Richard Alloway II Wants More Concealed Guns in Philadelphia

The problem: He lives in Chambersburg, 159 miles away. So why is he interfering with our local rules?

You’ve probably not heard of Richard Alloway II, and there’s a good reason for that: If you live in or around Philadelphia, you’ve never voted for him, never had a chance to vote for him, and unless he someday runs for state office, you never will. He’s a state senator from Chambersburg — 159 miles away.

Thing is, Philadelphia, Alloway is awfully interested in you.

Well, let’s rephrase that. He’s awfully interested in your guns. As in: He seems to think there aren’t enough guns floating around Philadelphia right now. Which is why he is sponsoring legislation to create a loophole in the city’s (apparently) tough permitting process to carry a concealed firearm. The city, he says, is denying Philadelphians their constitutional rights to carry hidden guns.

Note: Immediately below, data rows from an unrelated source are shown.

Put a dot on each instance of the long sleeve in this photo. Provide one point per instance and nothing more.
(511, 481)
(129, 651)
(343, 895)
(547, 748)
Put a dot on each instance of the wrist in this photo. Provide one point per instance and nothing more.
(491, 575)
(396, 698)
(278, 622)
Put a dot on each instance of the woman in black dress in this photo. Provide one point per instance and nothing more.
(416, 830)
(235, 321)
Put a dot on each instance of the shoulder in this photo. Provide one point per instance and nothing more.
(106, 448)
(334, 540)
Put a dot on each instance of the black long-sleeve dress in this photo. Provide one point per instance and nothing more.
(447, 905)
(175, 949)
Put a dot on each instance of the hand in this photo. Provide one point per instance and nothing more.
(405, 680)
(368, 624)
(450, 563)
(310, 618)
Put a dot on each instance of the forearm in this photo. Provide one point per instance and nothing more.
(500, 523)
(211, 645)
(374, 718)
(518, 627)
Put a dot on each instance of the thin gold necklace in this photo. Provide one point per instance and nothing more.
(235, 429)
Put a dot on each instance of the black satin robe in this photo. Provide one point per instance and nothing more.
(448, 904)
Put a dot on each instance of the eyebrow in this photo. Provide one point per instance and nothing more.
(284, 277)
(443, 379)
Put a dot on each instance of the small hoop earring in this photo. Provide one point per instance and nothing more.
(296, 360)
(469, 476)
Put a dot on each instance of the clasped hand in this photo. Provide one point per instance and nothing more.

“I guess it’s simply because they’re anti-gun,” he told the Public Opinion.

That is the newspaper where Alloway lives.

One hundred fifty-nine miles away from Philadelphia.

True, Alloway’s loophole would at least have the neighborliness of being imposed on Philadelphia from Harrisburg, which is only 107 miles away. Because it would replace an older, now-defunct loophole that let city residents obtain concealed carry permits from Florida — which is closer to, oh, 1,000 miles away — a loophole that Pennsylvania Attorney General Kathleen Kane worked earlier this year to close. More than 4,000 Pennsylvanians had obtained their concealed carry permits from the Sunshine State.

Under Alloway’s proposal, Philadelphians who don’t think they’re getting a fair shake from city officials here can instead go to an adjoining county and apply for a concealed-carry permit from the sheriff there.

With due respect to the sheriffs of our neighbors, it seems important to point this out — they’re not responsible for keeping law and order in our county. They don’t have to respond to murder scenes or provide death notices to a victim’s family here. So it’s a horrendous, and horrendously unfair, idea to give them the power to allow more guns where they bear no responsibility.

To be fair, Alloway’s proposal would be law in every county across the commonwealth. But like Sarah Palin, who can see Russia from her backyard, Alloway clearly has eyes for our fair city. Even though he lives 159 miles away, in a place where Alloway uses his own guns to hunt wabbits. It’s different there.

“If a citizen feels Philadelphia is violating his or her rights, then I want to afford them the opportunity to go to an adjacent county and make application there, pay the fee and get the opportunity for a permit to carry,” Alloway told his local, non-Philadelphia paper.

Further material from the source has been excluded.